“If you’re not ATP Top 50, you net more as a teaching pro in south Florida”: Reilly Opelka jumps into the prize-money debate
Reilly Opelka replied in the comments of a Patrick Mouratoglou post on Instagram about Grand Slam revenue distribution, in his own terms.
Reilly Opelka, Miami 2025 | © Julien Nouet / Tennis Majors
Reilly Opelka added his voice to the prize-money debate on Sunday, replying in the comments of a Patrick Mouratoglou post on Instagram about Grand Slam revenue distribution. “If you’re not top 50 you net more as a teaching pro in south Florida,” he wrote under Mouratoglou’s post, which has caused a lot of reaction in the context of the prize-money guerrilla happening behind the scenes before Roland-Garros.
The American picked up the same 14% figure that Jannik Sinner, Alexander Zverev and Aryna Sabalenka have all referenced in Rome this week — and turned it on the national federations, three of them (Australia, France, USA) organising Grand Slam tournaments.
“Tennis is the ultimate meritocracy,” Opelka continued. “We don’t need government grants, we need transparency.

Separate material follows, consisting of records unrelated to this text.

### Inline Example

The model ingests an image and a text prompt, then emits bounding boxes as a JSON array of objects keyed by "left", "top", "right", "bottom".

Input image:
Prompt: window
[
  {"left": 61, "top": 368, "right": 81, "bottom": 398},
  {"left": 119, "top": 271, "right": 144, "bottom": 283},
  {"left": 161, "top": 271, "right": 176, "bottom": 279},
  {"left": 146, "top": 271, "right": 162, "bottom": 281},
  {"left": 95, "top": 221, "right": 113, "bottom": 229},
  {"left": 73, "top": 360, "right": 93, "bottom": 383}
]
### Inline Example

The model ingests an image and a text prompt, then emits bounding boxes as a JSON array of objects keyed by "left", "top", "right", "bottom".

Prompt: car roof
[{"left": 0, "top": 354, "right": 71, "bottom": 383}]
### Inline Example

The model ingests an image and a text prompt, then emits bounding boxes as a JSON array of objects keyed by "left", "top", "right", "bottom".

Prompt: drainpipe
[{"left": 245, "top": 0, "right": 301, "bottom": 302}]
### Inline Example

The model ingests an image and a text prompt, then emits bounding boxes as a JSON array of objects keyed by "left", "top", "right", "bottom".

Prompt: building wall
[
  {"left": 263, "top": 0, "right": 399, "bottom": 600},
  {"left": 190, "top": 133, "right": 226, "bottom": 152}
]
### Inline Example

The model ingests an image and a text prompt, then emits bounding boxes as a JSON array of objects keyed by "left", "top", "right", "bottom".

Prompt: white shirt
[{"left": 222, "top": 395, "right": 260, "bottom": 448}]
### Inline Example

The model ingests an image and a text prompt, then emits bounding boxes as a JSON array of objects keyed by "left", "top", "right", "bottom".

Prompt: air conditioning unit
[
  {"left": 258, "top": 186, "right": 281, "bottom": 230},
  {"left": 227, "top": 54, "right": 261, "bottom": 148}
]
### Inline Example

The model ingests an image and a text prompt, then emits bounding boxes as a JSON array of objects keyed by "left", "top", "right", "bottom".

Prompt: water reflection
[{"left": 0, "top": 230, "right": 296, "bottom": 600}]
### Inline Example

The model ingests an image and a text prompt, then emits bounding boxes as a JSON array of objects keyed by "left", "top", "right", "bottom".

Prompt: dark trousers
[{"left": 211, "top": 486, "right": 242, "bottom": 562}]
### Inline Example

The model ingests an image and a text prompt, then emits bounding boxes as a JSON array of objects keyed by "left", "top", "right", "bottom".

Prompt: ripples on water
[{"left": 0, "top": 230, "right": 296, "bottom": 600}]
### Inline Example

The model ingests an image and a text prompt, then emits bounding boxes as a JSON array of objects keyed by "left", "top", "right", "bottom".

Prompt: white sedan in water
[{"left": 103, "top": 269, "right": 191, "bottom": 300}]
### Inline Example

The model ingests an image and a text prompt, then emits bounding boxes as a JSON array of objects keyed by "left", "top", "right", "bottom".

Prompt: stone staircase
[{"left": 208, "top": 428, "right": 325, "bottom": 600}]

The fact that the USTA, LTA [Wimbledon is organised by a private club, The All England Lawn Tennis and Croquet Club, editor’s note], FFT, and TA are all ‘non profits’ should tell you everything you need to know. I’m always sceptical of organisations without direct market accountability. If the players are the product and only receive 14% of revenues, where is the money going?”
Mouratoglou : “It’s difficult to understand for the fans”
The Mouratoglou post he was replying to had laid out the same argument the players have been making all week: the four Grand Slams pay back 13-15% of revenue to players, against roughly 22% on the ATP and WTA tours.
“This year, the winner of Roland-Garros will win 2.8 million euros. The one who loses in the first round, 87,000 euros,” Mouratoglou said in the post. “It’s difficult to understand for the fans that players who make so much money want more, and I can get that. The real question is not how much money they make. The real question is, how is the money distributed? What the players complain about is the fact that the governing bodies are not giving back a high percentage of the money they make.”
Mouratoglou went further on the structural issue Opelka picked up in his comment. “The problem that I see also is that most of the money the governing bodies are giving back is going to a very, very small proportion of players. It’s not normal that in a sport like tennis, a guy who’s ranked 150 in the world cannot make a living. This is completely a scandal.”
Opelka’s track record on the subject
Opelka’s own track record gives the comment weight. The 28-year-old, now ranked No. 74 (he was No. 17 in 2022), is a co-plaintiff in the PTPA’s March 2025 lawsuit against the ATP, WTA, ITF and ITIA, which alleges “artificial caps on prize money” among other claims.
Opelka testified in a Manhattan federal court in April 2025 that ATP chairman Andrea Gaudenzi had sent a Players Advisory Council member to warn him, on an exercise bike at the Miami Open, that he would lose his pension and face millions in legal fees if he did not withdraw his name from the PTPA suit, as reported by Front Office Sports. Opelka said he had three conversations with the player but refused to name him, citing fear of retribution.
The ATP denied the account; the judge overruled its objection and let the testimony stand. The ATP has not publicly commented on that account since then.
Opelka attacked the ATP in 2022 for what he called the “systematic suppression of player compensation” after the Western & Southern Open was sold for a reported $300 million while prize money at many events stayed flat. He has also been fined some $94,600 in 2025, including $54,600 at Indian Wells over a lighting dispute (twice his prize money for the tournament) and $40,000 at the Dallas Open after calling the chair umpire “bush league.”
Sinner, Zverev, Sabalenka, Gauff, Djokovic and several other players have all addressed the same prize-money question in the past four days. The Wimbledon announcement is next.